After a while the wind picked up and then there was snow everywhere. Just as I has feared, we lost the trail.
The sun started to set so we took shelter in a small cave. We found the remnants of other dumb dead hikers from long ago: bones covered by tattered No Fear t shirts, a pile of flat faced children huddled together for warmth. They were long dead so we searched their pockets for food and only found frozen bottles of Fanta. (Fanta stays in business solely from Argentina. They even put it in their beers) I could tell Katie was starting to loose it because she was talking nonsense. About how she wanted to watch Conan even if he was on TBS and when were tube tops gonna come back in. I built a sad fire out of a teepee of Marlborough Reds and a precocious mountain goat stomped it out. I wanted to feast on his haunches. On the brink of hypothermia I drifted off to sleep.

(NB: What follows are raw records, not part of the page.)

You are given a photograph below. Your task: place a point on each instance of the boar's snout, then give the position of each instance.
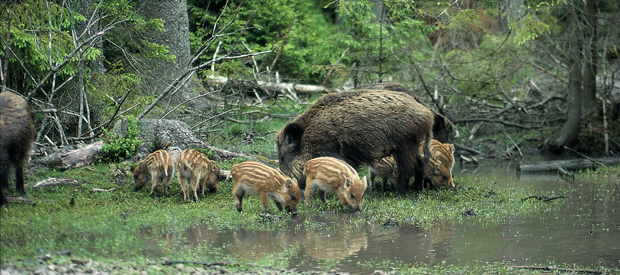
(292, 209)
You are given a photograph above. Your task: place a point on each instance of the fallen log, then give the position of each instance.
(81, 157)
(553, 268)
(554, 166)
(26, 200)
(55, 182)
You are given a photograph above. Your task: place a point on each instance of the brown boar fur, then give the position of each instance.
(438, 174)
(328, 174)
(259, 179)
(443, 152)
(443, 129)
(359, 126)
(196, 172)
(386, 169)
(156, 167)
(16, 137)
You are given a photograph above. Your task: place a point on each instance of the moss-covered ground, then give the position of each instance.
(123, 224)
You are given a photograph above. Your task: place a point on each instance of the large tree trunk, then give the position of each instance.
(176, 38)
(590, 105)
(569, 131)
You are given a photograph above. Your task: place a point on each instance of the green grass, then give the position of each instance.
(126, 224)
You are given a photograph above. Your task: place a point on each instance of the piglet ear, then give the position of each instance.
(213, 166)
(288, 184)
(437, 168)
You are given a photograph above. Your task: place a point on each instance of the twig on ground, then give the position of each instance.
(542, 198)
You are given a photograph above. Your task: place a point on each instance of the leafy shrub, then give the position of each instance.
(116, 147)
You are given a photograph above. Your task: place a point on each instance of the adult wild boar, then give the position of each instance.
(359, 126)
(443, 129)
(16, 137)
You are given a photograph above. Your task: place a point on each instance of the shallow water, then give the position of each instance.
(585, 230)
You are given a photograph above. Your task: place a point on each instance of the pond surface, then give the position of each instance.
(585, 230)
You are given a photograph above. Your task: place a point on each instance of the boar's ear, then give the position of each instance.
(292, 135)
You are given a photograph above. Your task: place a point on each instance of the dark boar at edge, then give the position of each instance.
(359, 126)
(16, 138)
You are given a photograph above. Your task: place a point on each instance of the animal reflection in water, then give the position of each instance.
(337, 245)
(322, 244)
(256, 246)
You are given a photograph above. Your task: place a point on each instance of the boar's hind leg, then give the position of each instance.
(322, 197)
(183, 183)
(165, 183)
(19, 180)
(279, 205)
(265, 201)
(3, 200)
(238, 194)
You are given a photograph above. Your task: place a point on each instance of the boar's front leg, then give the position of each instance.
(322, 197)
(264, 200)
(154, 179)
(194, 188)
(310, 190)
(342, 198)
(19, 180)
(165, 183)
(238, 193)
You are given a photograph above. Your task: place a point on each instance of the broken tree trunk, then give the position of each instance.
(555, 165)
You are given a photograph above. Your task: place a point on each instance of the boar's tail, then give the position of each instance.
(427, 146)
(184, 170)
(229, 175)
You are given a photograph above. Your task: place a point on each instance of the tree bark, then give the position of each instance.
(570, 130)
(590, 59)
(176, 38)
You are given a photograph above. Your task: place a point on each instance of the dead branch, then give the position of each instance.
(27, 200)
(103, 190)
(55, 182)
(593, 271)
(542, 198)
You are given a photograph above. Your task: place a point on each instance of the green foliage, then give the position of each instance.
(309, 42)
(116, 147)
(40, 38)
(207, 152)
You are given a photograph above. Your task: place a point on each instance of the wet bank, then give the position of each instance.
(470, 226)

At daybreak I could tell by the smile on Katie's face that she was dead. That bitch is not a morning person. In the sun I saw that our cave was just a sewage drain, and we slept no more than 200 meters from a Howard Johnson. I chuckled to myself as I removed Katie's jewelry and headed to the pawn shop.
I'll actually have a video that breaks down the barren, windy, subzero apocalypse that is the summit. I'll add it to the blog if I can find a decent Internet connection anywhere.